Have you ever tried roasted chickpeas? Such a simple technique, adds such an abundance of flavor, depth and texture to an already delicious, nutritious food item. This healthy dish will please every member of your family, even the meatless Monday critic!
Roasting chickpeas brings a unique nuttiness to them and provides a slight crunch. They pair perfectly with roasted cauliflower and the tomatoes add moisture and acidity, which all blend beautifully with rich Indian spices.
The nutritious qualities of this meal win it for our Kitchen Chatter’s family, but the real bonus is the one dish clean up, quick prep and cook time, and being budget-friendly . This recipe wins all around.

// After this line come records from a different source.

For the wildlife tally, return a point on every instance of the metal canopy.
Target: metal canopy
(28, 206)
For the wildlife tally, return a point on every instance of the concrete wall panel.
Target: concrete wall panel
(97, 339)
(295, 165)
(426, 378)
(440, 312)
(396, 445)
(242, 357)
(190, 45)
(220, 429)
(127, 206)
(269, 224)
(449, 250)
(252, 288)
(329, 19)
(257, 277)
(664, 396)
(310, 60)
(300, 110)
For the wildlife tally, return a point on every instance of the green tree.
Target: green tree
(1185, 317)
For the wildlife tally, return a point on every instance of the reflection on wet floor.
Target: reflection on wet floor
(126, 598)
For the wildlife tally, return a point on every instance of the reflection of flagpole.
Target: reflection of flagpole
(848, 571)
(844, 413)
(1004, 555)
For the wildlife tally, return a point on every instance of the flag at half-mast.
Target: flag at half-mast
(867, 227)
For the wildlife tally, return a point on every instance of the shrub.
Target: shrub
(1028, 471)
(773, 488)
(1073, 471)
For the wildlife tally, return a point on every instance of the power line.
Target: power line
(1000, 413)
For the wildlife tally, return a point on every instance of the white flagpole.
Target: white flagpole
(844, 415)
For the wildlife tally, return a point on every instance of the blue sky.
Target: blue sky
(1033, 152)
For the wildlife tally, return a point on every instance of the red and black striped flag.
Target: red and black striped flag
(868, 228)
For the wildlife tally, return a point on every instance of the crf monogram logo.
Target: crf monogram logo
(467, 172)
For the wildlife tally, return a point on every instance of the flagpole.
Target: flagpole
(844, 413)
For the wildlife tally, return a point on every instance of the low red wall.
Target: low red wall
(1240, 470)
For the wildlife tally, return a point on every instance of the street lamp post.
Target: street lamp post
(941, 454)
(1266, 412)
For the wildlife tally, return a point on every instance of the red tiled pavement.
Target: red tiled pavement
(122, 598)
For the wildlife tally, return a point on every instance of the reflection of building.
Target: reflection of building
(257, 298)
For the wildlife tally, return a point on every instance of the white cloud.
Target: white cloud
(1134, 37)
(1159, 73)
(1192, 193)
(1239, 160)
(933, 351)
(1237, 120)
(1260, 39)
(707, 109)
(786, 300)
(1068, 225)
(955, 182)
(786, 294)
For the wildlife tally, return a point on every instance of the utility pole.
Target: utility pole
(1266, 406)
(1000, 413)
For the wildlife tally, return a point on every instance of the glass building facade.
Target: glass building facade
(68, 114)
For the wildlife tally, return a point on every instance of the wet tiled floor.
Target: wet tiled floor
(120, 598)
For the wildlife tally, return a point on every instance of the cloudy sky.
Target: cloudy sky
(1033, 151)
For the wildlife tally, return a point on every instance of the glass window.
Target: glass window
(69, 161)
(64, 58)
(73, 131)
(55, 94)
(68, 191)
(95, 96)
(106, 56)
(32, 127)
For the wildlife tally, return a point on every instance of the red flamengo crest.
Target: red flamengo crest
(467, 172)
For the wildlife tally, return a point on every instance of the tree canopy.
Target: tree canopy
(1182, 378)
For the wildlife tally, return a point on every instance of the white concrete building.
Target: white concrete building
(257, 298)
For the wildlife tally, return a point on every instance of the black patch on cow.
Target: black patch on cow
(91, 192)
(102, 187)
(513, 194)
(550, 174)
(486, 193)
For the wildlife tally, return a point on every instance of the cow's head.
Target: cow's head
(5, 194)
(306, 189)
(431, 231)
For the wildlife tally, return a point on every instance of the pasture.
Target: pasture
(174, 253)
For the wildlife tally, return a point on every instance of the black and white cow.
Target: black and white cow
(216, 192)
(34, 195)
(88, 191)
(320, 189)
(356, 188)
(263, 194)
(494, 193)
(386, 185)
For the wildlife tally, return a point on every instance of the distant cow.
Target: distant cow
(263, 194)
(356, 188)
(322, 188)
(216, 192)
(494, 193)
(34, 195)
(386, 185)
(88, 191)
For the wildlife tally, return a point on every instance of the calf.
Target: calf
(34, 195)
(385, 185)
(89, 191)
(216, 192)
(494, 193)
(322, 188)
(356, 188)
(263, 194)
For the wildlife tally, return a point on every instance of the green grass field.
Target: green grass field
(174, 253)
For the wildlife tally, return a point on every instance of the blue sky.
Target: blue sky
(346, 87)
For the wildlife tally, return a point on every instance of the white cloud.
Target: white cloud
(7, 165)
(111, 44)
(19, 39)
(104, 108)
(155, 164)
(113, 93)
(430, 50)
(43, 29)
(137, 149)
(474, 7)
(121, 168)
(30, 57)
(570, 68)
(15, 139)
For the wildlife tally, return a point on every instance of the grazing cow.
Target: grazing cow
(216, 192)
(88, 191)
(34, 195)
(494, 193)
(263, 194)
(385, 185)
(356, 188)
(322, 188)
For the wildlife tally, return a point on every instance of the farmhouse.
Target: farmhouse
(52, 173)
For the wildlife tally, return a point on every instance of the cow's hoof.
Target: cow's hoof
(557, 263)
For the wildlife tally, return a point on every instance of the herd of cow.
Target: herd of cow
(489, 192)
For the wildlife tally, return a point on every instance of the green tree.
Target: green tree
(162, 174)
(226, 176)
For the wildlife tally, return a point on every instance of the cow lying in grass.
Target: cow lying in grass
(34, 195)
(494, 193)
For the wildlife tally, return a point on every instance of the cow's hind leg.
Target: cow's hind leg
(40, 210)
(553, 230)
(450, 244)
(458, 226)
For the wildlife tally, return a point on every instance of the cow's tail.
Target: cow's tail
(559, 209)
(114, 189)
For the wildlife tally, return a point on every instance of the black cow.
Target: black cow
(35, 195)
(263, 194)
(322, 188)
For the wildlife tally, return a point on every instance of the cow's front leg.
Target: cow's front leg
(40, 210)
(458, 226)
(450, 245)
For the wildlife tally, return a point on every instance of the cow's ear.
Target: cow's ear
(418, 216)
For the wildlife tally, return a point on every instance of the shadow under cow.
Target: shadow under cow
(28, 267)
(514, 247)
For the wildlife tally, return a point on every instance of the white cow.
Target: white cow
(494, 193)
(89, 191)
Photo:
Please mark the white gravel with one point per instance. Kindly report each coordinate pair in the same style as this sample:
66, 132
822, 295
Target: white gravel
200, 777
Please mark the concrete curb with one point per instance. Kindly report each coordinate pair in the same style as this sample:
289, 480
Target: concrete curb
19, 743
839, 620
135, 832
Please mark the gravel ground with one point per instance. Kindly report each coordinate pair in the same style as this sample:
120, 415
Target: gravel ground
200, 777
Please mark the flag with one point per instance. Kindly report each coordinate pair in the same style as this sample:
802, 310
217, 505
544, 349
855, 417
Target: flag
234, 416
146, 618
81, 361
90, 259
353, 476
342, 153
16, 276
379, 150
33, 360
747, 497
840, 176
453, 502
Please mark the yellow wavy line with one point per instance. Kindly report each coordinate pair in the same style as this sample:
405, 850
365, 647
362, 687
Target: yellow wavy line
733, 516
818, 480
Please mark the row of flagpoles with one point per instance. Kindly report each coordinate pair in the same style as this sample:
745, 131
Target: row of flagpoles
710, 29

- 1 can chickpeas, drained and rinsed
- 1 head of cauliflower, cut into florets
- 2 handfuls cherry tomatoes
- 1 red onion, roughly sliced
- 1 heaping teaspoon of cumin, ground coriander, turmeric, curry powder
- Salt/pepper to taste
- 2-3 tablespoons melted coconut oil
- Fresh cilantro or basil to garnish
Preheat oven to 350 F.
Place chickpeas, cauliflower, tomatoes and red onion on a roasting tray. Mix together spices, salt, pepper and melted coconut oil in a small bowl. Pour over food on the roasting tray, stir to coat, and then evenly spread out on the tray.
Put tray in the oven and roast for approximately 20-30 minutes, you want the onions to caramelize, the chickpeas to be nice and toasty, and the tomatoes to slightly break open and ooze.
Spoon into a bowl, lightly stir. Garnish with cilantro or basil. Perfect served with quinoa or couscous.